A recent survey commissioned by the British Columbia Securities Commission (BCSC) has shed light on the diverse and often unexpected composition of do-it-yourself (DIY) investor portfolios. While individual stocks remain the most popular investment choice among DIYers, the survey highlights a range of assets that reveal an unconventional approach to personal finance.
According to the survey, 57% of DIY investors hold individual stocks, a figure that underscores the enduring appeal of this traditional investment option. However, what follows in their portfolios is less predictable and, at times, surprising.
Mutual Funds Still in Play for DIY Investors
Contrary to the perception that DIY investors steer clear of mutual funds due to their high fees, 33% of respondents reported holding mutual funds. This contrasts with the belief that such investors favour low-cost alternatives like exchange-traded funds (ETFs). Personal finance columnist Rob Carrick noted, “You’d expect mutual funds to dominate in portfolios built by advisers, and that’s in fact the case.” In the same survey, 54% of advised investors held mutual funds, suggesting that the product remains a significant part of both advised and DIY portfolios.
GICs and Crypto Gain Ground
One of the more unexpected findings from the survey was the prominence of guaranteed investment certificates (GICs) in DIY portfolios. GICs, which accounted for 28% of holdings, ranked ahead of ETFs, which were held by just 26% of DIY investors. Carrick pointed out that this may be linked to recent rises in interest rates, which saw GIC returns briefly spike to 5-6%. However, he added, “Expect the GIC component of all investor portfolios to ease back as existing holdings mature into a lower rate world.”
Perhaps less surprising, though still significant, is the inclusion of cryptocurrency in 26% of DIY portfolios. While crypto has not yet earned a specific mention among advised investors, its growing presence in DIY portfolios suggests that many are keen to experiment with this volatile and often controversial asset. The survey highlights that despite the risks, many retail investors are intrigued by the potential gains offered by digital currencies.
Stocks Dominate, but Bonds Lag
The survey’s results also highlight the strong preference for stocks among DIY investors, though this raises some important questions about performance. Carrick noted, “The heavy reliance on stocks by DIY investors is predictable, but it does raise questions about results.” He referred to the longstanding criticism of mutual funds, which are often accused of underperforming low-cost index-tracking ETFs after fees are factored in. The survey didn’t delve into whether DIY investors were outperforming these managed funds, leaving the question open as to whether their stock-picking strategies were yielding better results.

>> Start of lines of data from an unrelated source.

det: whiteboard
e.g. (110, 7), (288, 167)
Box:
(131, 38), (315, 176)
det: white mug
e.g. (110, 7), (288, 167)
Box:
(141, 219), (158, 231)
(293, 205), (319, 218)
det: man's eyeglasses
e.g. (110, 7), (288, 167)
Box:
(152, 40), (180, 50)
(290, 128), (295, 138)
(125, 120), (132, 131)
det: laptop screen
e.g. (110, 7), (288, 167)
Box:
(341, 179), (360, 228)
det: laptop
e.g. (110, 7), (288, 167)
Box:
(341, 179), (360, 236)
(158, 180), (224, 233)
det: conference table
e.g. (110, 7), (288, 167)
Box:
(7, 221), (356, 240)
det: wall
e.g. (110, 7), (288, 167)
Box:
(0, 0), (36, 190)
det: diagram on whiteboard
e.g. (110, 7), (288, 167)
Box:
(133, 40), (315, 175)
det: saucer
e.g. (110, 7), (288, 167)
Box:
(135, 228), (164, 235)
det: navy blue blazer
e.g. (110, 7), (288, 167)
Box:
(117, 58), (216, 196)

One area where DIY portfolios appear to be lacking is in bonds. Only 12% of respondents reported holding government or corporate bonds, a figure Carrick found concerning. However, he suggested that this may not be as troubling as it seems, since many mutual funds and ETFs likely contain fixed-income assets alongside equities. Still, the low bond exposure could leave some DIY investors vulnerable to market volatility.
Room for Growth in ETFs
While ETFs have gained significant popularity in recent years, the survey suggests there is still considerable room for growth in both DIY and advised portfolios. Only 26% of DIY investors reported holding ETFs, a figure that might seem low given the widespread praise these products have received for their low fees and broad market exposure.
As the financial landscape continues to evolve, the BCSC survey offers a snapshot of the sometimes unconventional approaches that DIY investors are taking. While traditional stocks remain a mainstay, the inclusion of assets like GICs and crypto reflects the shifting priorities and preferences of a new generation of investors. Whether these strategies will prove successful in the long run remains to be seen, but for now, the portfolios of DIY investors provide a fascinating glimpse into the future of personal finance.